Letters to the Editor & Responses
Letters to the Editor & Responses
Share

February 6, 2004

The Hill
733 Fifteenth Street NW
Suite 1140
Washington, DC 20005

To the Editor:

In light of the level of concern about trading abuses involving mutual funds, factually accurate commentary about effective solutions would be welcomed by just about everyone. It is disappointing that a February 5th column in The Hill (“Proposed Reforms For Mutual Funds Would Hurt Individual Investors”) failed to meet this standard.

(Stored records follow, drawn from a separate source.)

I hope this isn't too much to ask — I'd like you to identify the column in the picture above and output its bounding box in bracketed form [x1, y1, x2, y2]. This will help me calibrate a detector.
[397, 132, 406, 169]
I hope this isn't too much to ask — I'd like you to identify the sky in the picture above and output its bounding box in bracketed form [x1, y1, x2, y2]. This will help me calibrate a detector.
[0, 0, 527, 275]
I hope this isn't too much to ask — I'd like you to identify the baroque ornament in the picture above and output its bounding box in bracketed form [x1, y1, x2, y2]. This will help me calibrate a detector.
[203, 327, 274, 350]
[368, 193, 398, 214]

Since they represent professional market timers, the column’s authors should know the rules governing the rapid fire trading style they champion. Yet they make the astonishing assertion that mutual fund redemption fees, used by some funds when shares are sold shortly after they were first bought, are paid to mutual fund managers, and suggest this is the reason the fund industry strongly supports them. They could not be more wrong. Redemption fees are not paid to fund managers, to brokers, or to anyone else. They are reinvested in the fund and effectively reimburse the fund’s long term shareholders for the costs created by market timers’ short-term trading.

Mutual fund redemption fees protect typical investors the way fines for recklessly using automobiles protect typical drivers. Deterring needless and costly abuse is why the SEC has said it will soon propose a mandatory 2 percent redemption fee for trades made within five days of an original investment. It’s also why H.R. 2420, as passed by the House in December, allows mutual fund redemption fees to exceed 2 percent when necessary. The ICI strongly supports both initiatives.

In trying to undermine redemption fees, the authors oversell another tool to combat abusive trading. No one would be happier than mutual fund companies if the process known as “fair value” pricing could prevent all abusive market timing. But as a Morningstar analyst has noted, fair value pricing is “no panacea.” The ICI strongly supports fair value pricing, but it remains an inexact science whose inherent subjectivity involves risks of its own.

Perhaps most dishearteningly, the column alleges that the ICI’s reform proposals are designed to give institutions an advantage over individuals. The opposite is in fact the case. We are committed to significantly strengthening protections for individual “buy-and-hold” investors against traders like hedge funds, arbitrageurs and abusive market timers.

Neither policymakers nor mutual fund investors are served by erroneous and misleading arguments that advance stealth agendas designed to block needed and effective reforms. The ICI pledges to continue the hard work of supporting meaningful and enduring policy changes that offer real hope of renewing widespread confidence in mutual funds.